Il est cependant nécessaire d’établir que le refus découle d’un accord ou d’une pratique concertée entre l’auteur du refus et une ou plusieurs autres entreprises pour que la qualification d’entente puisse être retenue.
Dans le contexte des réseaux de distribution sélective, la qualification d’entente est nécessairement retenue lorsque le refus découle des critères de sélection du fournisseur. En effet, en intégrant le réseau, chaque distributeur acquiesce par avance à la mise en œuvre des critères de sélection choisis par le fournisseur.

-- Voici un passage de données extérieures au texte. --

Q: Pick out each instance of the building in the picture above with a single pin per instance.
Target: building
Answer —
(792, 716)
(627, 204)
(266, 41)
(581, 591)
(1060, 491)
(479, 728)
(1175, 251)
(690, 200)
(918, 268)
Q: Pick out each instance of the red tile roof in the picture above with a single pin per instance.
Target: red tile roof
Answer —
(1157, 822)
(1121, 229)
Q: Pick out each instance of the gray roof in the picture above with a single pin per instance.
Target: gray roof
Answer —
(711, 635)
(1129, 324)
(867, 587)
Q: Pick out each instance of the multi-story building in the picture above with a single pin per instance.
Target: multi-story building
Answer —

En revanche, l’hypothèse d’une sélection discriminatoire, c’est-à-dire non fondée sur les critères de sélection, est davantage discutée. Initialement, la Cour d’appel de Paris jugeait que la qualification d’entente devait être systématiquement retenue, sans doute pour priver les fournisseurs non dominants de la possibilité de mener une sélection discrétionnaire (CA Paris, pôle 5, ch. 4, 23 janv. 2019, no 16/16856, Concurrences no 2-2019, p. 88, note N. Eréséo). Cependant, la même formation de la cour a par la suite opéré un revirement en décidant que le refus d’agrément discriminatoire devait s’analyser comme un acte unilatéral, sauf à ce que les requérants apportent la preuve d’un concours de volontés et donc établissent l’acquiescement des autres distributeurs à la politique discriminatoire du fournisseur (CA Paris 27 novembre 2019, Pole 5, ch. 4, RG n° 18-06901, Concurrences n° 1-2020, p. 96, note Ph. Vanni – CA Paris, Pôle 5, ch. 4, 21 oct. 2020, n° 18/27620, Automobiles JPB c/ Sté Hyundai Motor France, l’acquiescement peut concerner un seul distributeur, en l’espèce le successeur de celui qui avait été évincé).

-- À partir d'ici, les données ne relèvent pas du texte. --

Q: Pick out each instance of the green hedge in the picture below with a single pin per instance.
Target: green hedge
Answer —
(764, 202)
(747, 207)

Encore faut-il pour que la qualification d’entente anticoncurrentielle soit retenue que le refus de vente ait un objet ou un effet anticoncurrentiel. Or, cet objet ou cet effet ne sont généralement pas vérifiés lorsque la victime du refus peut mener son activité en s’adressant à d’autres opérateurs (CA Paris, Pôle 5, ch. 4, 27 mars 2019, RG no 17/09056, prise en compte de la possibilité pour un réparateur agréé de s’adresser à un autre constructeur automobile – Cass. com., 16 févr. 2010, n° 09-11.968, prise en compte de la possibilité pour les concurrents de la société Orange, bénéficiaire d’une exclusivité de fourniture offerte par la société Apple, de s’approvisionner auprès des concurrents de cette dernière – CA Paris, 5 juill. 2017, NGK Spark Plugs France c/ Société de commercialisation de produits industriels, RG n° 15/12365, sanction admise en l’espèce dès lors que le fournisseur était « un leader technologique […] dont les produits sont incontournables et non substituables pour les distributeurs interrogés »).
En outre, lorsque le fournisseur et ses acheteurs disposent de parts de marché inférieures au seuil de 30%, le refus de commercer est couvert par le règlement d’exemption par catégorie (UE) n° 330/2010 qui bénéficie à tous les réseaux de distribution sélective, sans qu’il soit tenu compte de la nature des produits concernés, des critères de sélection choisis par le fournisseur et de leur mise en œuvre éventuellement discriminatoire (CA Paris, Pôle 5, ch. 4, 20 févr. 2019, RG n° 15/13603).
Compte tenu des limites inhérentes au droit de la concurrence, les victimes de refus de commercer ont tenté d’invoquer le droit commun des contrats en prétendant qu’il pouvait fonder l’exigence d’une sélection non discriminatoire, mais la Cour de cassation a fermement répondu que « l’exigence de bonne foi ne requiert pas, de la part de la tête d’un réseau de distribution la détermination et la mise en œuvre d’un tel processus de sélection » (Cass. com. 27 mars 2019, no 17-22.083).